Lebensrecht kontra Fortschritt

Befürworter Edzard Schmidt-Jortzig (FDP) und Gegner Hubert Hüppe (CDU) diskutierten in Bonn

Bonn. Der Bundestag hat sich für den Import embryonaler Stammzellen unter strengen Auflagen ausgesprochen. Die Diskussionen sind damit nicht abgeebbt: Für viele Politiker geht die Debatte jetzt erst richtig los.

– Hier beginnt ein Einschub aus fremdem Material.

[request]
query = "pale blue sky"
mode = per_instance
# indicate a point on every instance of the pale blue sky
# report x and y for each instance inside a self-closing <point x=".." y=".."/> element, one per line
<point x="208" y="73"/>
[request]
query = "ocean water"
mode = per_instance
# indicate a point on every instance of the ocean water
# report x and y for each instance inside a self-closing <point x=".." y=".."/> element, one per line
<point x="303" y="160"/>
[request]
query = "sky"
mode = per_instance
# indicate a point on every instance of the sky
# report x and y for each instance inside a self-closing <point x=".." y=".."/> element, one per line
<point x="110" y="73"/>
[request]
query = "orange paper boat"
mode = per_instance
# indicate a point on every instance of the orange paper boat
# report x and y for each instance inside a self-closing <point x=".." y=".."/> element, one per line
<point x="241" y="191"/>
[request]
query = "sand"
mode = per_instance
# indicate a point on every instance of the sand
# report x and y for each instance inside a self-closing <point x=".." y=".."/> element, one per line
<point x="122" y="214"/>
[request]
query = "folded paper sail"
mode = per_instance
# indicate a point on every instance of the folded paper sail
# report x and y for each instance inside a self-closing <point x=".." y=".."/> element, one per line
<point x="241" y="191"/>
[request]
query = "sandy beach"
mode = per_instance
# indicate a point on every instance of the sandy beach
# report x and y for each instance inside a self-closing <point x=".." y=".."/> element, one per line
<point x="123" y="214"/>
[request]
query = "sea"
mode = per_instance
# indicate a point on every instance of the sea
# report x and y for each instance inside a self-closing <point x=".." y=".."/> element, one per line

Der Thomas-Morus-Kreis in Bonn bat dazu zwei "Kontrahenten" zu einer Gesprächsrunde unter Moderation von GA-Chefredakteur Joachim Westhoff: Die Abgeordneten Edzard Schmidt-Jortzig (FDP) und Hubert Hüppe (CDU).

Für Hüppe als erklärten Gegner jeder Liberalisierung ist das Votum des Bundestages ein "Einstieg in den Ausstieg des Embryonenschutzes und damit auch des Menschenschutzes". Er ist sich sicher, dass bald nicht nur im Ausland Embryos getötet werden, sondern auch hierzulande: "Die Produktion zu Forschungszwecken ist offensichtlich politisch gewollt." Auch dem Klonen sei damit die Tür geöffnet, denn sonst mache die Forschung keinen Sinn. "Ich habe Angst, dass man in der Zukunft auch andere Gruppen findet, denen man das Lebensrecht abspricht."

Seiner Ansicht nach sollten überzählige Embryonen, die bei der künstliche Befruchtung in der Petrischale entstehen, zur Adoption freigegeben werden. Dies sei nach dem Embryonenschutzgesetz ausdrücklich nicht verboten.

Schmidt-Jortzig als Befürworter der Forschung an embryonalen Stammzellen hielt dagegen, dass in der ersten Phase, in der die befruchteten Eizelle noch nicht in den Körper der Mutter eingesetzt sei, das Lebensrecht des Embryos gegen den medizinisch-therapeutischen Fortschritt stehe. "Für mich beginnt zwar menschliches Leben mit der Verschmelzung, die Frage aber ist, wann auch die Würde des Menschen beginnt" - für ihn erst mit der Einnistung der Eizelle in die Gebärmutter.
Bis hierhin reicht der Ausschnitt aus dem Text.